L’exigence de la réussite commande, cependant, de ne se tromper ni sur l’analyse ni sur les remèdes.

Sur l’analyse, il serait, par exemple, irresponsable de laisser croire aux ménages que leur propre pouvoir d’achat peut s’accroître si celui de la nation toute entière ne progresse pas. Et si la richesse marchande, et elle seulement, ne s’accroît pas davantage. Puisqu’elle est le seul moteur d’alimentation des ressources.

De même, rappelons que les transferts ou les dépenses publiques ne créent aucune richesse supplémentaire ! Leur effet est souvent plus faible qu’on ne le croit puisqu’ils se financent par prélèvements sur les plus productifs, dont les prix de revient augmentent d’autant. Avec tous les risques de délocalisation d’emplois qui en résultent.

Pour simplifier, chaque Français doit être informé que la richesse marchande brute créée par le pays est consommée, pour près de la moitié, par les prélèvements obligatoires, lesquels financent le train de vie de l’Etat et les transferts sociaux. Il en résulte que pour faire progresser, réellement et durablement, le pouvoir d’achat des Français :

– la première urgence est de faire d’abord progresser la production de richesse marchande ;
– la seconde est de réduire la dépense publique pour faire baisser le « point mort » du pays en le rendant plus compétitif, lui permettant ainsi à la fois d’accélérer la croissance, l’emploi et l’augmentation des revenus nets.
– la troisième est de ne pas accroître les revenus de transferts plus vite que la richesse globale.
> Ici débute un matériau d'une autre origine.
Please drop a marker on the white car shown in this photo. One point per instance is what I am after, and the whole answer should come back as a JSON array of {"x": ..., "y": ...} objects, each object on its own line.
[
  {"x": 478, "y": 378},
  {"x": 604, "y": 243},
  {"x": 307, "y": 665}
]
Car, comme leur nom même l’indique, les transferts ne modifient pas le volume de richesse créée, mais seulement l’affectation de la richesse distribuable. S’il ne s’agit pas d’en contester leur nécessité politique ou sociale, il est sage de se souvenir que leur effet à long terme sur la croissance est discutable. Ne serait-ce qu’en raison de leur coût prohibitif de répartition. Ce point essentiel est souvent mal compris de nos compatriotes qui pensent que « prendre aux riches » ou « prendre aux autres » améliorera leur sort. C’est d’ailleurs depuis plus de deux décennies, la principale caractéristique du « modèle français » : croire (ou faire semblant de croire) que les dépenses de transferts créent durablement du pouvoir d’achat. Il ne s’agit pas d’en nier la nécessité mais de rappeler qu’elles ne sont supportables que dans un contexte de croissance soutenue. Les faire progresser, lorsque la croissance est faible, attendu leur niveau déjà très élevé, loin de produire un effet accélérateur, au contraire, freinera la croissance future.
– Enfin l’autre source d’augmentation du pouvoir d’achat est le maintien d’une inflation faible obtenue par la traduction, dans le prix des biens et des services, de l’innovation et de la productivité.
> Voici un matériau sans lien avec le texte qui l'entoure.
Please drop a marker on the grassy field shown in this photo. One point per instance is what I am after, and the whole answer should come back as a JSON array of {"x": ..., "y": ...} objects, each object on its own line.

Ce raisonnement simple admis, il devient alors évident que les quatre familles de mesures essentielles à prendre pour faire progresser le pouvoir d’achat de nos compatriotes, sont les suivantes :

1. Augmenter la quantité de richesse marchande produite.
2. Faire baisser la dépense publique.
3. Créer une pression sur les prix par l’ouverture de la concurrence, et l’augmentation de la productivité, notamment dans les services.
4. S’interdire de créer de nouvelles dépenses de transferts ou de prendre des mesures telles les « coups de pouce » au SMIC. (Elles ne créent aucune richesse supplémentaire, et pire, augmentent le coût déjà élevé du travail non qualifié, et renforcent le chômage de masse).
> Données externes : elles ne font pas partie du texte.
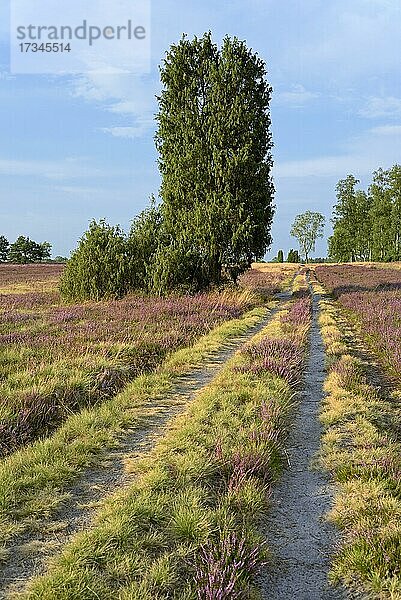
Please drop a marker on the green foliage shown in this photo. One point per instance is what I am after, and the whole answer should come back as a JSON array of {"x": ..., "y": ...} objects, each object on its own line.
[
  {"x": 100, "y": 267},
  {"x": 145, "y": 237},
  {"x": 4, "y": 248},
  {"x": 306, "y": 228},
  {"x": 177, "y": 268},
  {"x": 351, "y": 220},
  {"x": 367, "y": 225},
  {"x": 24, "y": 250},
  {"x": 214, "y": 142},
  {"x": 293, "y": 256}
]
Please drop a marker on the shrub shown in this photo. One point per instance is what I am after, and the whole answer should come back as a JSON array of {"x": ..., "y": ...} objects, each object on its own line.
[{"x": 100, "y": 266}]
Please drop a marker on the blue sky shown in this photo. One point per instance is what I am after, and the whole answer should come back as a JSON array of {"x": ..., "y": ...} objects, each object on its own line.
[{"x": 77, "y": 148}]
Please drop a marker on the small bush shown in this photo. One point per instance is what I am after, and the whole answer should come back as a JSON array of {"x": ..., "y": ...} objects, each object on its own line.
[{"x": 100, "y": 266}]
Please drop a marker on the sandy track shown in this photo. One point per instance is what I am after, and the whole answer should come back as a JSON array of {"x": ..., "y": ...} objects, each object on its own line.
[{"x": 300, "y": 539}]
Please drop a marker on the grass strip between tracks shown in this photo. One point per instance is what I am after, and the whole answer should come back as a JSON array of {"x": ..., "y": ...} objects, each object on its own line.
[
  {"x": 188, "y": 526},
  {"x": 361, "y": 448},
  {"x": 33, "y": 480}
]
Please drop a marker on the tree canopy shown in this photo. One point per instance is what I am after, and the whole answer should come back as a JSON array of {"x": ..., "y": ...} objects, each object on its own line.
[
  {"x": 4, "y": 248},
  {"x": 24, "y": 250},
  {"x": 307, "y": 228},
  {"x": 367, "y": 224},
  {"x": 215, "y": 143}
]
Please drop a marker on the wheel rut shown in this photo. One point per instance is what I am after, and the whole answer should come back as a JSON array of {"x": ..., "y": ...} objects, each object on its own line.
[
  {"x": 299, "y": 537},
  {"x": 31, "y": 552}
]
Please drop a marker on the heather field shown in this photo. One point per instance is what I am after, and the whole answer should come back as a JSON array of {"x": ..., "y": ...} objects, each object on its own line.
[
  {"x": 56, "y": 359},
  {"x": 187, "y": 525},
  {"x": 158, "y": 448},
  {"x": 373, "y": 295}
]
Je sais que ce n’est pas agréable à entendre quand on perçoit de très petits revenus. Ce n’est pas non plus facile à dire. Et pourtant, c’est la vérité. Et en démocratie, on ne gagne rien à cacher la vérité. Même pour se faire élire. Car la tromperie est une malhonnêteté et elle est toujours sanctionnée. Souvenons-nous que depuis 1978, aucune majorité sortante n’a jamais été reconduite. C’est à dire depuis que les gouvernements ont choisi de faire vivre la France à crédit.